Los Roques lies 85 miles off Venezuela's mainland. Days are typically sunny and hot all year round with pleasant breezes. There is an almost total absence of both rain and insects.
Gran Roque is the only inhabited island in the archipelago. A 30min flight from Caracas, it is a small fishing village with three sandy streets of cottages, a few tiny shops, a dive centre and a number of attractive posadas (guesthouses).
Most buildings are whitewashed with brightly painted doors and windows, and fishermen's colourful wooden boats are beached on the sand.
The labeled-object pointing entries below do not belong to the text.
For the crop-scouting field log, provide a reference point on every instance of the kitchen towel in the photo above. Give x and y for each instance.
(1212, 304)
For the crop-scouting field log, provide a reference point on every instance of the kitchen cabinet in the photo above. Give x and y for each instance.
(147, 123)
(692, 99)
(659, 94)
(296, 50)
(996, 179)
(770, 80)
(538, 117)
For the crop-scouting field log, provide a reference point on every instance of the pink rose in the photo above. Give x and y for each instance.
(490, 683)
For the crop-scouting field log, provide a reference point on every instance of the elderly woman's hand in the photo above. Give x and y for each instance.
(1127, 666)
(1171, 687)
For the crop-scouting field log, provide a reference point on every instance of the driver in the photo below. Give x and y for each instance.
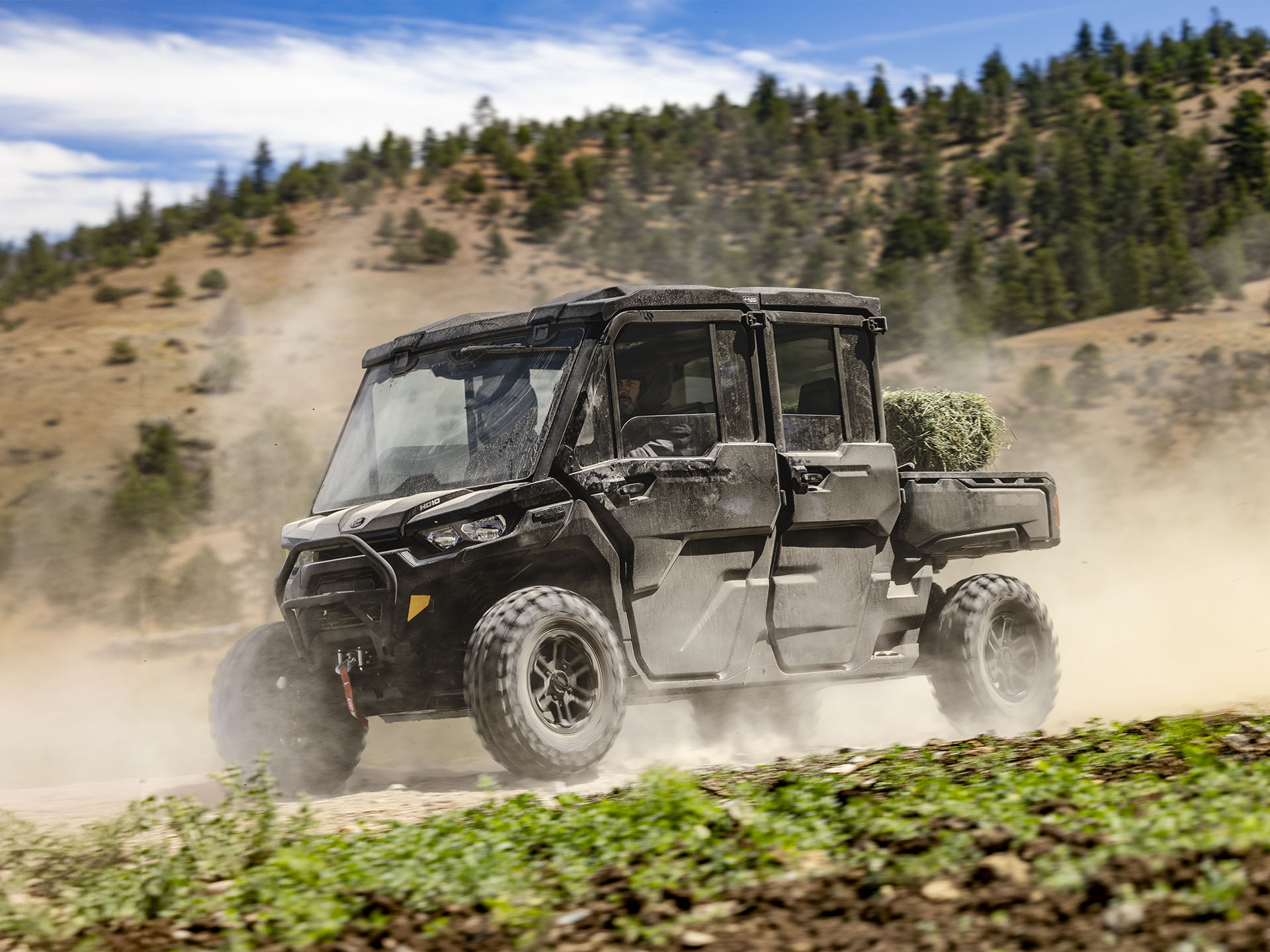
(643, 391)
There are no cars.
No wonder Christopher Columbus called Los Roques "Heaven on Earth"!
Sun, sun and more sun
Natural shade is hard to find, so bring plenty of high factor sunscreen against the bright sun, which glitters off the water and reflects off the talcum white sands.
The only activities are swimming, snorkelling, scuba diving, windsurfing, and sailing -- or just lazing in the sun.
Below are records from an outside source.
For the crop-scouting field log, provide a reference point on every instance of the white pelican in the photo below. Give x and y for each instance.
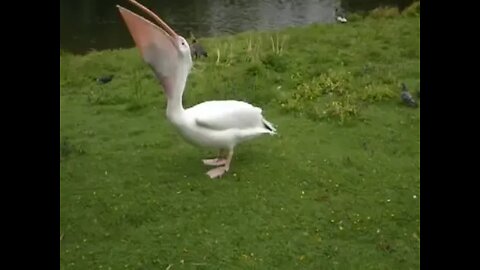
(217, 124)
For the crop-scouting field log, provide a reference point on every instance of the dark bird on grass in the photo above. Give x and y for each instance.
(104, 79)
(198, 50)
(340, 15)
(407, 97)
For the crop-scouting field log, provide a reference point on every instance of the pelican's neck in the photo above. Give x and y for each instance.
(175, 108)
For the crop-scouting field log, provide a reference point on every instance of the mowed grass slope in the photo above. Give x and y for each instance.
(338, 188)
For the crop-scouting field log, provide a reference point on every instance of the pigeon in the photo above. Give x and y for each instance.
(340, 15)
(407, 97)
(104, 79)
(198, 50)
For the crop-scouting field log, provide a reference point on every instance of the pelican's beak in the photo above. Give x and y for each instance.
(143, 31)
(158, 44)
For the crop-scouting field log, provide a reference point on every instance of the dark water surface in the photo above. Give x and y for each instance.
(96, 24)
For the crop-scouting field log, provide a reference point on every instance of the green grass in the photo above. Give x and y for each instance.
(338, 188)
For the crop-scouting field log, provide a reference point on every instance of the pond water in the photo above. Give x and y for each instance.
(96, 24)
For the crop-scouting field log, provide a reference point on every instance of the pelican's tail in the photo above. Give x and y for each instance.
(269, 126)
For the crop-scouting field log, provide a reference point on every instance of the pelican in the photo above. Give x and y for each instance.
(216, 124)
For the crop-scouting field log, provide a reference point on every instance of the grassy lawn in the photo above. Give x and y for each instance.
(338, 188)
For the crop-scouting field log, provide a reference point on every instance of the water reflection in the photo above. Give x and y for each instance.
(94, 24)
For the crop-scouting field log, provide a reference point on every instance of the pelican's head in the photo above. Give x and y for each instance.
(167, 53)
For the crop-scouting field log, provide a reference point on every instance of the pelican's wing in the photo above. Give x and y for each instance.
(156, 46)
(228, 114)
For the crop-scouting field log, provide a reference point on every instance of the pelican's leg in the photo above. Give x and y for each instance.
(220, 160)
(220, 171)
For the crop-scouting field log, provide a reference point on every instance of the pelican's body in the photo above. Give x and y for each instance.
(221, 124)
(218, 124)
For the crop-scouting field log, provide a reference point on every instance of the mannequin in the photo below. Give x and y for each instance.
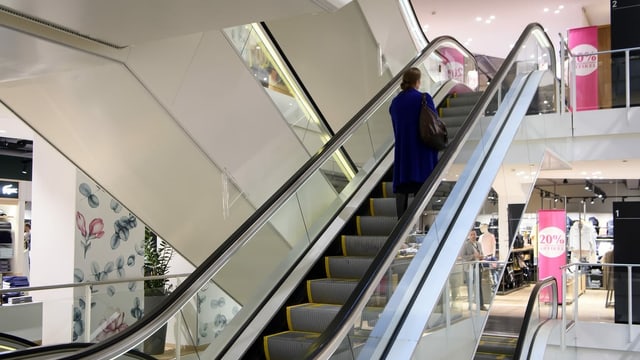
(582, 242)
(488, 241)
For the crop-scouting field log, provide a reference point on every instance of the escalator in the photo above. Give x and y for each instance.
(541, 307)
(472, 133)
(9, 342)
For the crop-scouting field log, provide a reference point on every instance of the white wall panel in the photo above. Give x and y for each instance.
(388, 27)
(52, 238)
(214, 97)
(336, 56)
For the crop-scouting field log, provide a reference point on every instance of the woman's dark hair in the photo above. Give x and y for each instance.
(410, 78)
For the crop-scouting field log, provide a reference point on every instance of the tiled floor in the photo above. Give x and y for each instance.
(508, 310)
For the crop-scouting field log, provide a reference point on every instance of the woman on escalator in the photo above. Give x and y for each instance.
(414, 161)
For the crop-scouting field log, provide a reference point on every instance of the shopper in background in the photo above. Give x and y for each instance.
(414, 161)
(488, 242)
(472, 251)
(27, 236)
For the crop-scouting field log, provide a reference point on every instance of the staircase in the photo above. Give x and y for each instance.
(499, 347)
(326, 295)
(358, 245)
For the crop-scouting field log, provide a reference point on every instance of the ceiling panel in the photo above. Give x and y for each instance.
(126, 22)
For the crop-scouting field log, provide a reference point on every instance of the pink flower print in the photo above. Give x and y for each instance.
(114, 326)
(81, 224)
(95, 228)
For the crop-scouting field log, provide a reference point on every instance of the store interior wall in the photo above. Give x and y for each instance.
(336, 56)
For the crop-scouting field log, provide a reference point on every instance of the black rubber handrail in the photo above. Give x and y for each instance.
(531, 305)
(203, 273)
(341, 323)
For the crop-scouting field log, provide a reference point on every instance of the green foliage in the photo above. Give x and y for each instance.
(157, 255)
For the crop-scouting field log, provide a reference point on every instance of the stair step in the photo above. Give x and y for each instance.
(366, 245)
(382, 206)
(456, 111)
(311, 317)
(387, 189)
(330, 291)
(464, 99)
(347, 267)
(294, 344)
(454, 121)
(503, 346)
(288, 345)
(375, 225)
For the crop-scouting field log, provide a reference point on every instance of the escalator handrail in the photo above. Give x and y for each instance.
(533, 298)
(339, 327)
(203, 273)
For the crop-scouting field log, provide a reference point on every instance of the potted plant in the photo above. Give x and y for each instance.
(157, 258)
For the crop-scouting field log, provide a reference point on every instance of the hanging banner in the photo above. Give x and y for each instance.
(583, 43)
(552, 247)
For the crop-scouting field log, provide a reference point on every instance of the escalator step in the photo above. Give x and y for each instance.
(330, 291)
(294, 344)
(387, 189)
(382, 206)
(347, 267)
(311, 317)
(355, 245)
(375, 225)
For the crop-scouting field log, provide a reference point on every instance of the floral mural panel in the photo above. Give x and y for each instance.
(215, 310)
(108, 246)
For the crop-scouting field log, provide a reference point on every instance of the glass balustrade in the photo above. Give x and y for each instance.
(468, 284)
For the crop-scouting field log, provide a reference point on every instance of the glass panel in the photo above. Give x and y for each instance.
(277, 244)
(468, 289)
(271, 72)
(94, 317)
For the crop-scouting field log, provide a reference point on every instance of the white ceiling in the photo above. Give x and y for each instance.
(458, 19)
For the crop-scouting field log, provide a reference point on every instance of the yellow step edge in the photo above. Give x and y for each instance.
(289, 323)
(309, 290)
(344, 245)
(326, 266)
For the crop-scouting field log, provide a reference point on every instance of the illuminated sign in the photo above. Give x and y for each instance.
(8, 189)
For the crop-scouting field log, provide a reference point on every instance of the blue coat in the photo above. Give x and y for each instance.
(414, 161)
Los Roques is starting to feature in the style magazines, with an award-winning cover story in Conde Nast Traveller, and sightings of stars (Gerard Depardieu, Leonardo DiCaprio, Bruce Willis, Harrison Ford, Antonio Banderas, Francis Ford Coppola...).
There is little wonder: year-round Los Roques has better, more reliable, weather than the Mediterranean in high summer (and seldom too hot), the setting is impressively beautiful, the beaches are much nicer and completely natural, and there are far fewer people.
Los Roques marine national park
The archipelago is the Caribbean's largest and longest-established marine national park. Tight controls protect the marine environment and the reefs are as free from exploitation as any in the Caribbean.
There is great snorkelling off many of the beaches. You can see pelicans, frigate birds, brown boobies, scarlet ibis and herons. Turtles lay their eggs on the remoter beaches.